UTF8 string normalization

Hi,

during the development of a plug-in internal preset management system, I recognized the problem that strings received from text edits have a different UTF8 normalization. For example, the character “ä” on Mac is encoded as 0x61CC88 and on Windows as 0xC3A4. So, on Mac, VSTGUI prefers to work with decomposed umlaut characters, however on Windows the precomposed characters are used. This becomes a problem as soon as you wish to store strings persistently in a platform independent way. What I did to overcome this issue, is to modify the function CocoaTextEdit::getText() by returning the precomposedStringWithCanonicalMapping instead of the decomposedStringWithCanonicalMapping. This resolves the issue and yields a platform independent unique UTF8 string handling.

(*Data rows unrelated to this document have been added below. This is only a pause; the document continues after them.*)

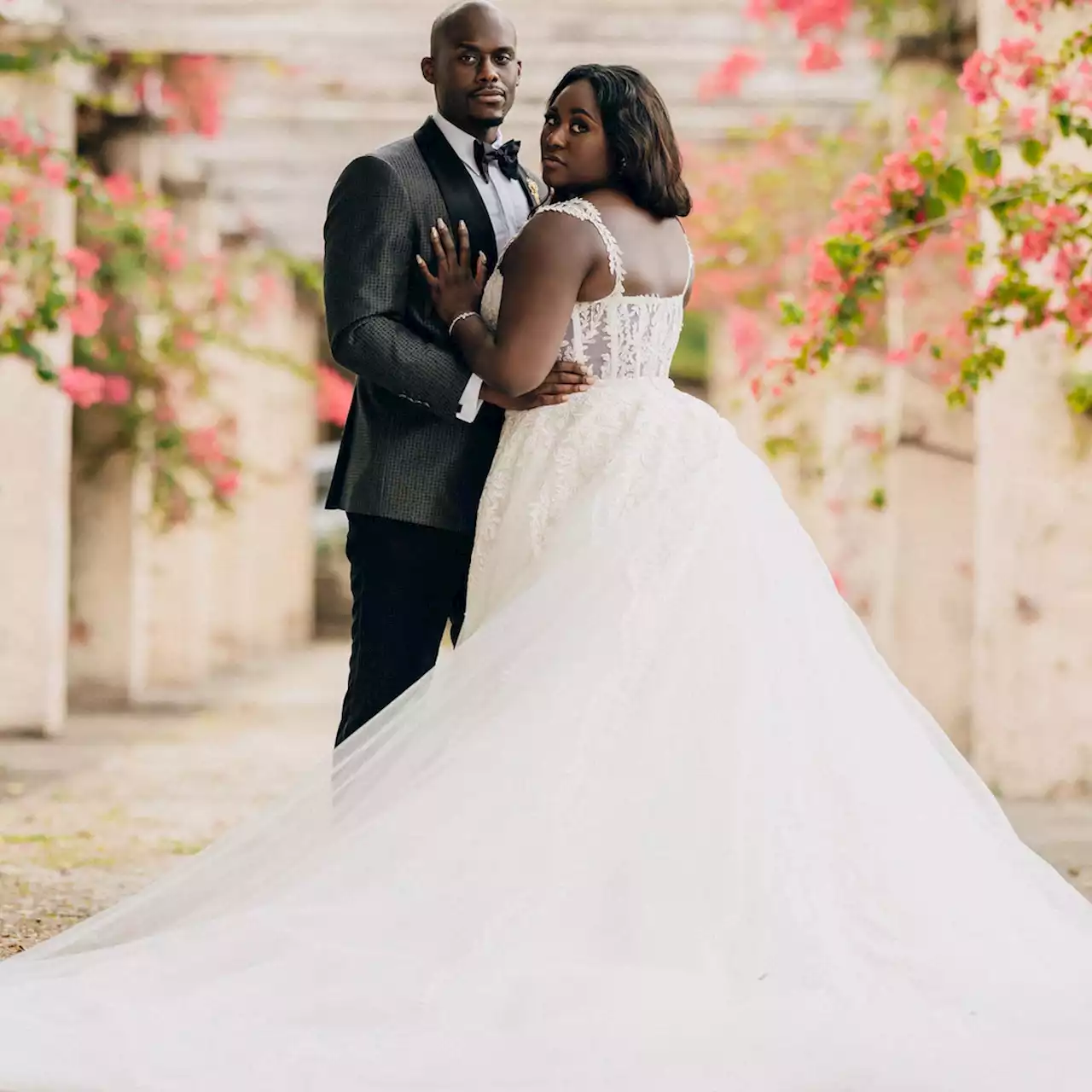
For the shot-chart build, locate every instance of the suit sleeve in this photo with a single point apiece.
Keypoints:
(369, 259)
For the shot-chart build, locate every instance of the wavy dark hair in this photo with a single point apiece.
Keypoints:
(644, 156)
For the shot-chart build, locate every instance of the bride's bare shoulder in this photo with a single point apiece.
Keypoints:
(550, 236)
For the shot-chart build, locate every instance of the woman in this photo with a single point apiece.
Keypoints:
(663, 822)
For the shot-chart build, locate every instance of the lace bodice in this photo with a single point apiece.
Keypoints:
(619, 336)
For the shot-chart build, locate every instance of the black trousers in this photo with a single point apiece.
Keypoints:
(409, 581)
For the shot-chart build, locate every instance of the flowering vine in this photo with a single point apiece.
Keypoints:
(1038, 211)
(141, 311)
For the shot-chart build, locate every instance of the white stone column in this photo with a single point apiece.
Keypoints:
(35, 453)
(264, 572)
(1032, 725)
(923, 612)
(180, 558)
(112, 582)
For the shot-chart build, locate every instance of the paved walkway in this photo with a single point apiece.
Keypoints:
(94, 815)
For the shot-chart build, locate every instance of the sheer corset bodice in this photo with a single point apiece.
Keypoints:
(619, 336)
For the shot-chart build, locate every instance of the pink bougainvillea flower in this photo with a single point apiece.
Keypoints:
(83, 386)
(816, 15)
(728, 78)
(334, 398)
(978, 80)
(226, 484)
(84, 264)
(116, 390)
(822, 57)
(86, 312)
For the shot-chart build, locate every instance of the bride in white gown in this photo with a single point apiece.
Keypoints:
(663, 822)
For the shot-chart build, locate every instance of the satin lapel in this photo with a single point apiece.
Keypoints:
(532, 189)
(457, 189)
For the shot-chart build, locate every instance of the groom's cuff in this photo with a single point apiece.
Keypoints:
(471, 401)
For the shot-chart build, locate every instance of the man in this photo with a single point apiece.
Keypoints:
(421, 432)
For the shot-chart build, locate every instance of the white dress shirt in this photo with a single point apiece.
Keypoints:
(507, 205)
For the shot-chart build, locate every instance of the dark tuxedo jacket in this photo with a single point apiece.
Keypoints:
(404, 455)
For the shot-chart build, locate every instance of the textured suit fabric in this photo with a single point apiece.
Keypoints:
(404, 455)
(409, 581)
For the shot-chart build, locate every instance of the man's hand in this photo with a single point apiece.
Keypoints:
(566, 379)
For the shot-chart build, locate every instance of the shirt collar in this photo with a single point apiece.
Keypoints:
(463, 143)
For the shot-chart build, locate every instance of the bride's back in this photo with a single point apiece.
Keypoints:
(626, 324)
(653, 253)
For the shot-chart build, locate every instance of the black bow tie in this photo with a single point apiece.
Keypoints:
(506, 157)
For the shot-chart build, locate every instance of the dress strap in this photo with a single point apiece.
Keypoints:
(580, 209)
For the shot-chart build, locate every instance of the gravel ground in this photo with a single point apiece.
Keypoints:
(94, 815)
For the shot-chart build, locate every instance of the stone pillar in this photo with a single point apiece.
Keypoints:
(854, 485)
(112, 584)
(35, 451)
(1032, 725)
(264, 552)
(180, 560)
(921, 616)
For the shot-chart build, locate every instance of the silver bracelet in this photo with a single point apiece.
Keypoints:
(457, 319)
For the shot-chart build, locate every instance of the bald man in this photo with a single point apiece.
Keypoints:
(421, 430)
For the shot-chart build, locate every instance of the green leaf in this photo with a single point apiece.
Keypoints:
(780, 445)
(987, 160)
(924, 163)
(935, 209)
(1032, 152)
(952, 183)
(792, 314)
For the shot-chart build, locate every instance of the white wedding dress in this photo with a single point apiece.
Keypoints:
(663, 822)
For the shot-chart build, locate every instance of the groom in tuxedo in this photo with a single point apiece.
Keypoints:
(421, 430)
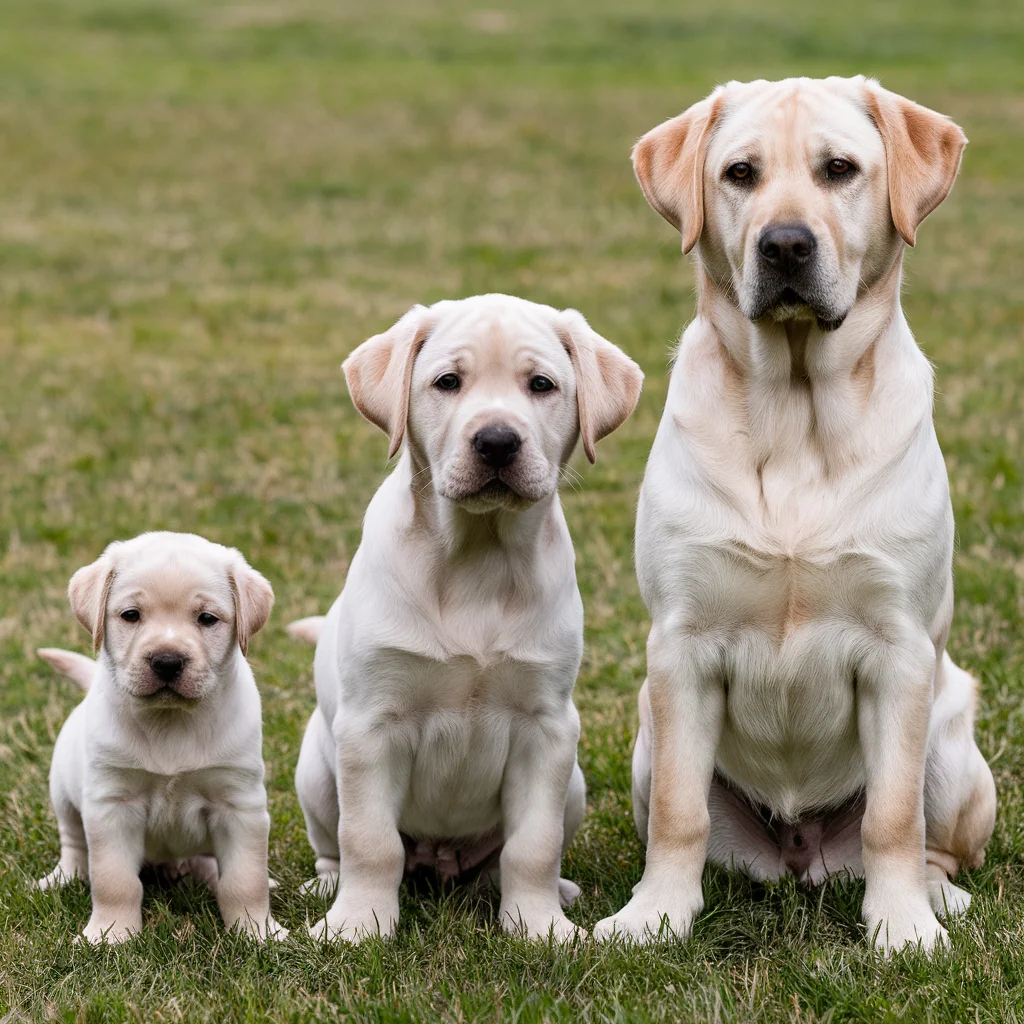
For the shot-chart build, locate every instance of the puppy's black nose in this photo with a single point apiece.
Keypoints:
(167, 666)
(497, 445)
(787, 247)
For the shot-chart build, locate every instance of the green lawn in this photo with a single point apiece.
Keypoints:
(204, 207)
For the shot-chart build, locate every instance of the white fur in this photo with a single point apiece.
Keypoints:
(795, 543)
(444, 671)
(150, 776)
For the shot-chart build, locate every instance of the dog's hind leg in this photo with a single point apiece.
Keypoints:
(960, 793)
(317, 788)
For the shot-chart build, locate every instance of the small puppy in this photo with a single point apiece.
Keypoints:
(795, 534)
(444, 671)
(161, 764)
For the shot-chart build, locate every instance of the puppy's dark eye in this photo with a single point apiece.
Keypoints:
(740, 172)
(840, 168)
(448, 382)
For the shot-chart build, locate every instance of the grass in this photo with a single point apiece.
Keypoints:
(205, 206)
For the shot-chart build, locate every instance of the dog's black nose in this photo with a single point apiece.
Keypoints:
(167, 666)
(787, 247)
(497, 445)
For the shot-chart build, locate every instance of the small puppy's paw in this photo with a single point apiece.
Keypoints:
(655, 918)
(323, 886)
(352, 920)
(906, 927)
(568, 892)
(57, 879)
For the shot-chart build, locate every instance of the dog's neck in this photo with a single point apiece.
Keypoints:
(796, 386)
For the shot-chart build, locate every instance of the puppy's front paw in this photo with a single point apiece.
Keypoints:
(354, 918)
(540, 924)
(568, 892)
(98, 932)
(905, 926)
(651, 916)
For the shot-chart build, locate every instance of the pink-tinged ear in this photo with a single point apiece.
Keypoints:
(608, 381)
(379, 374)
(669, 163)
(923, 155)
(88, 591)
(253, 600)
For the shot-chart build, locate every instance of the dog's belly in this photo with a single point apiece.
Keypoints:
(790, 738)
(456, 781)
(176, 820)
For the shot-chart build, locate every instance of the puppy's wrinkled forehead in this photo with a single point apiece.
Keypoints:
(488, 341)
(171, 580)
(794, 124)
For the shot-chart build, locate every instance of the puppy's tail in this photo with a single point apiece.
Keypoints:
(307, 629)
(77, 668)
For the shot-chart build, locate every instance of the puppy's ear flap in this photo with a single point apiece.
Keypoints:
(253, 600)
(608, 381)
(379, 373)
(923, 155)
(669, 164)
(88, 591)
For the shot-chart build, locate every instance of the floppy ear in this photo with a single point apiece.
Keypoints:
(253, 600)
(608, 381)
(669, 164)
(923, 155)
(88, 591)
(380, 371)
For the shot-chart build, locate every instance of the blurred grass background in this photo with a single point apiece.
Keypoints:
(205, 206)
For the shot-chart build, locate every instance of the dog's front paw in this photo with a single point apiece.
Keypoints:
(568, 892)
(114, 933)
(539, 924)
(651, 918)
(912, 925)
(353, 919)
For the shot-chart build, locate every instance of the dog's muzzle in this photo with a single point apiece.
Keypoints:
(788, 279)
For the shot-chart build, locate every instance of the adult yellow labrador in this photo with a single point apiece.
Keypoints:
(795, 532)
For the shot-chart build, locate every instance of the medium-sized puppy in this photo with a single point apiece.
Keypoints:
(444, 671)
(161, 764)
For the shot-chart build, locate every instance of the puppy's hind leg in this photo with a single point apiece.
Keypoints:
(316, 784)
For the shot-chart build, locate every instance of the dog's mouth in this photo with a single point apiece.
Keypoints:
(788, 304)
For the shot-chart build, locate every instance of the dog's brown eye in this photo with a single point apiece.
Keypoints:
(448, 382)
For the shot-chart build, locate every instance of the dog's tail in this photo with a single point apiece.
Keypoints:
(79, 669)
(307, 629)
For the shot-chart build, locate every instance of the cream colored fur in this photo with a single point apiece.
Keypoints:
(170, 776)
(795, 532)
(444, 671)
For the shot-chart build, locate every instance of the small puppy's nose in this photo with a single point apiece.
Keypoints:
(786, 246)
(497, 445)
(167, 666)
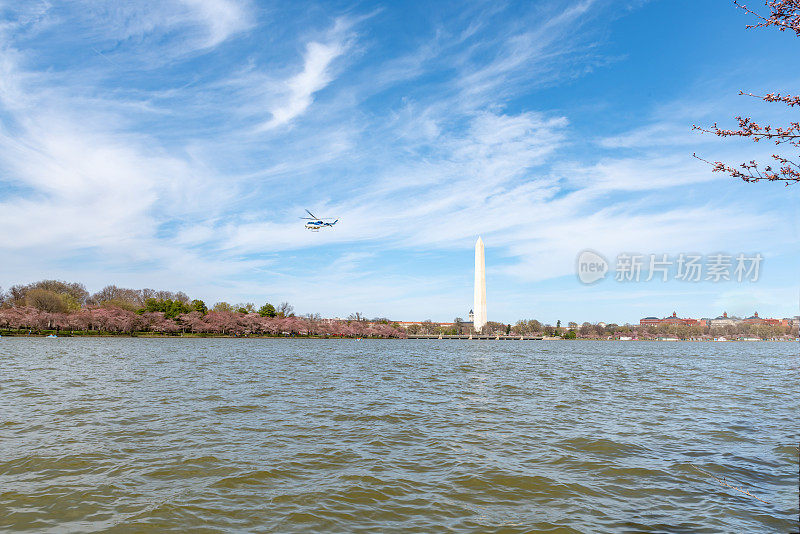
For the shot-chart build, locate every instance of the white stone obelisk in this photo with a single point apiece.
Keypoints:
(479, 306)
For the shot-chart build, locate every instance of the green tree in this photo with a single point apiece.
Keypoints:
(45, 300)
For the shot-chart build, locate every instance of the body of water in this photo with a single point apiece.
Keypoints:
(290, 435)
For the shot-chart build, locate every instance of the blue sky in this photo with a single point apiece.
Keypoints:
(173, 144)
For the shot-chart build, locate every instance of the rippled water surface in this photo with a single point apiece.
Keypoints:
(285, 435)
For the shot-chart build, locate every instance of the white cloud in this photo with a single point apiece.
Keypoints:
(298, 91)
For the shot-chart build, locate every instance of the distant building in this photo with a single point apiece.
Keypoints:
(672, 319)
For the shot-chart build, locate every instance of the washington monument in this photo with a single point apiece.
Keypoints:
(479, 306)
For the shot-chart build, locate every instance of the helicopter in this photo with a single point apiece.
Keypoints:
(315, 223)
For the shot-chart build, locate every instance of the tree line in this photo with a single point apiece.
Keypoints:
(532, 327)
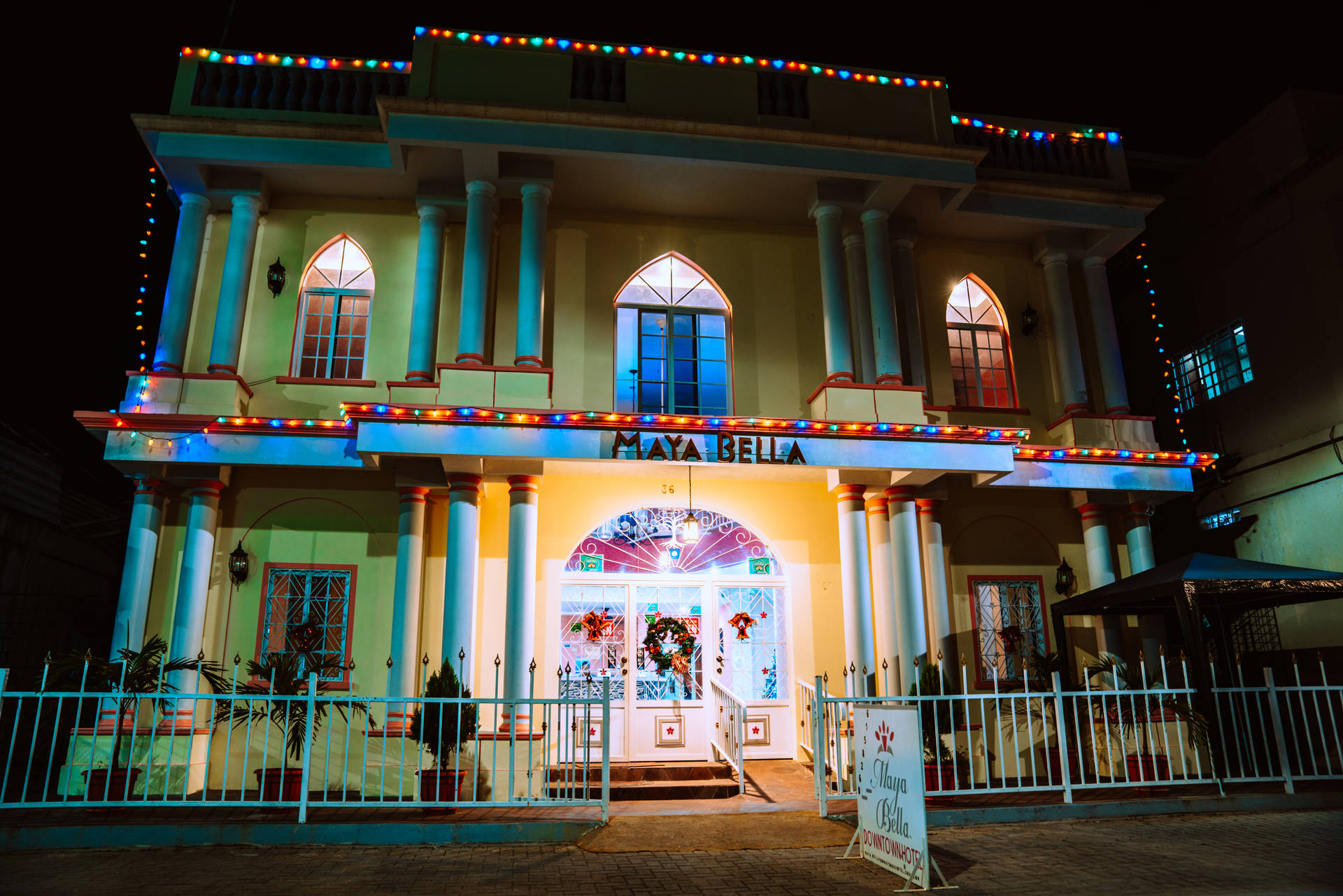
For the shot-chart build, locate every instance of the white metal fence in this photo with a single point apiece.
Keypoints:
(248, 746)
(1119, 730)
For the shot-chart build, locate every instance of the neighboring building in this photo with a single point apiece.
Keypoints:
(535, 287)
(1245, 259)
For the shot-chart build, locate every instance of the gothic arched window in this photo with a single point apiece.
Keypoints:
(981, 357)
(331, 338)
(673, 340)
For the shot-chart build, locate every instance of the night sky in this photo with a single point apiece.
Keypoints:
(1169, 85)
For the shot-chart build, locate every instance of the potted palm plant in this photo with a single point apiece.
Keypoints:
(134, 677)
(285, 675)
(1134, 716)
(443, 728)
(938, 718)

My question now is, what is the reason, why VSTGUI always returns the decomposedStringWithCanonicalMapping? Is there any reason, why this odd behaviour is necessary?

Regards,

Joscha

Hi Joscha,
it’s not odd behaviour. It’s the same normalization the filesystem on macOS is using. I think the bug I fixed when I changed this to the current form was where a user pasted in some text for a filename into a text field which was precomposed and used to create a new file, trying to open the file later with this precomposed string failed.
What exact issue did you have when storing the string ?

Cheers,
Arne

Hi Arne,

okay, this is an interesting fact. Thanks for the info, I really did not have any idea why one would like to explicitely use decomposed UTF-8 strings. We encountered a problem with our new plug-in internal preset management system, we currently develop. The problem was that when a user created a preset with some meta information, for example Author: “Andreas Schröder”, on a Windows system and afterwards created some new presets on Mac also with the same author name, the preset management system was unable to match the string “Andreas Schröder” created on the Windows system with the same string on Mac. So, finally, the preset management system handled both versions of “Andreas Schröder” like two different authors. This was only the case, because the ö was precomposed on Windows and decomposed on Mac. But we need a platform independent handling of UTF-8 strings to ensure that typing the same word always yields the same encoding, which is now given since we switched to precomposed strings on Mac.

I hope this clarifies our issue.


Regards,

Joscha

Hi Arne,

I checked copying a string from finder to our modified VSTGUI text edit that uses precompiled UTF-8 strings and it works perfectly fine here. I am using Mojave on an APFS formatted drive.

Regards,

Joscha